Nunca he olvidado esas tardes interminables en la cocina, con la Vieja Paulina contándome mil historias y yo sentada en la silla de melamina roja que estaba al lado del refrigerador. Con ganas de probar los panqueques con mermelada de damasco, o las hojuelas, o los calzones rotos o lo que sea que la Vieja Paulina hubiese amasado, con sus manos, grandes, pesadas y tibias. Sí, la Vieja Paulina cocinaba manjares para mi estómago, pero en verdad lo que ella hacía era alimentarme el corazón.
“¿Por
qué sabes tanto?”, le pregunté en alguna de esas tardes. La risotada la soltó
al instante. “¡Qué cosas dices, mijita!”, exclamó. “Mira, te voy a contar un
secreto. Todo lo que yo sé, se lo debo a mi mamá. Cuando ella murió yo tenía 5
años. El día que la enterramos volví con mi papá del cementerio a la casa. La
casa estaba vacía, triste, oscura. Mi papá me llevó a mi pieza y al encender la
luz, encontré un paquete sobre mi cama. “Tu mamá te dejó este regalo, Paulinita”,
me dijo mi papá con los ojos brillosos. Al abrirlo, mi desilusión fue profunda.
Era el “Silabario Hispanoamericano”. Me acuerdo que me puse a llorar como una
loca. Agarré el libro y lo tiré contra la pared. Tenía mucha rabia y mucha
pena. Lloré mucho, pataleé, grité y desarmé mi cama de pura ira. Después de un
rato, cuando ya me hube calmado, mi papá, con el libro en la mano, se sentó a
mi lado en el suelo y me dijo algo que no me voy a olvidar nunca: “Tu mamá no
sabía leer, Paulinita y ella quería que tu aprendieras”.
La
Vieja Paulina lo había hecho de nuevo.

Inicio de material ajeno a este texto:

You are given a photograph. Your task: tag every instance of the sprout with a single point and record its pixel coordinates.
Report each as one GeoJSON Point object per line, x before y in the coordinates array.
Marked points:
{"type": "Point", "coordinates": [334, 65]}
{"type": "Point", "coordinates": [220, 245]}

Sus historias siempre me impactaban. Hasta
ese día yo no sabía que la Vieja Paulina había quedado sin mamá siendo tan pequeña.

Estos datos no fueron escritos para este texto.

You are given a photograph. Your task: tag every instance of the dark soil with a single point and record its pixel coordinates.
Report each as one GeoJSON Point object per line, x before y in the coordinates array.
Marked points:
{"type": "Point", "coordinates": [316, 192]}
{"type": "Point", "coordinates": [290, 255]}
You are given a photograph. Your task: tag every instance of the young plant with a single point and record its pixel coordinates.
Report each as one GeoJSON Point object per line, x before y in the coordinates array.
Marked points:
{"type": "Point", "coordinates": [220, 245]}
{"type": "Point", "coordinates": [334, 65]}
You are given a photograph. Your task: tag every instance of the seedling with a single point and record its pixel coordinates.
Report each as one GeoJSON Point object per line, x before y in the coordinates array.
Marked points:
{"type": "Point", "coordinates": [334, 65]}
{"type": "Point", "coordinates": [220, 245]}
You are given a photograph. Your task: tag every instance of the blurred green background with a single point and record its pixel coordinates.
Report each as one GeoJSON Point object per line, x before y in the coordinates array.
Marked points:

“Los libros me han enseñado todo lo que sé, mijita. La lectura es el regalo más
hermoso que me dejó mi mamita.”
Ahora
que ya estoy casi tan vieja como estaba la Vieja Paulina cuando yo la
acompañaba en la cocina, y que ella ya no está, me recuerdo mucho de esa mujer
siempre tan alegre y conversadora. Y es ahora cuando vengo a entender tantas
cosas, como por ejemplo, que la risa fácil y contagiosa sólo la tienen los que
han pasado por penas grandes y profundas, porque ellos más que nadie saben que
la vida es frágil y que hay que gozar los momentos buenos.
En
su último tiempo la Vieja Paulina había quedado ciega y estaba postrada en
cama. Pero no había perdido su alegría, ni su risa sonora. La última vez que la
fui a ver al asilo donde estaba, un par de días antes que muriera, me pidió que
sacara un libro que tenía debajo de su almohada y le leyera el poema “En el
fondo del lago” de Diego Dublé Urrutia. Así es que tomé el libro y se lo leí: “Soñé que era muy niño,/ que estaba en la
cocina escuchando los cuentos de la vieja Paulina./ Nada había cambiado,/ el
candil en el muro,/ el brasero en el suelo/ y en un rincón oscuro el gato,
dormitando./ La noche estaba fría y el tiempo tan revuelto,/ que la casa
crujía.../ Se escuchaba a lo lejos ese rumor de pena/ que sollozaban las olas
al morir en la arena /y a intervalos más largos esos vagos aullidos/ con que
piden auxilio, los vapores perdidos./ Nosotros, los chiquillos, oíamos el
cuento/ sentados junto al fuego, y como entrara el viento/ por unos vidrios
rotos,/ la frente medio cana,/ la vieja se cubría con su charlón de lana…
El
poema seguía, pero yo me detuve y le comenté intrigada a la Vieja Paulina… “La
señora del poema se llama igual que tú…” Como siempre, ella volvió a reír, “¿Es
que no te acuerdas, mijita, que tú empezaste a llamarme así después que un día yo
te dije estos versos?”
No.
No me acordaba para nada.
“Debes
haber tenido unos 6 años. Ése día estabas resfriada y no fuiste al colegio. Y
mientras pintabas sobre la mesa de la cocina, me pediste que te contara un
cuento y yo te recité este poema que me lo aprendí de memoria cuando yo
misma era muy pequeña. A ti te causó
tanta gracia, mijita, que me bautizaste como la vieja Paulina del poema”.
Hasta
el final, ella siempre lograba sorprenderme.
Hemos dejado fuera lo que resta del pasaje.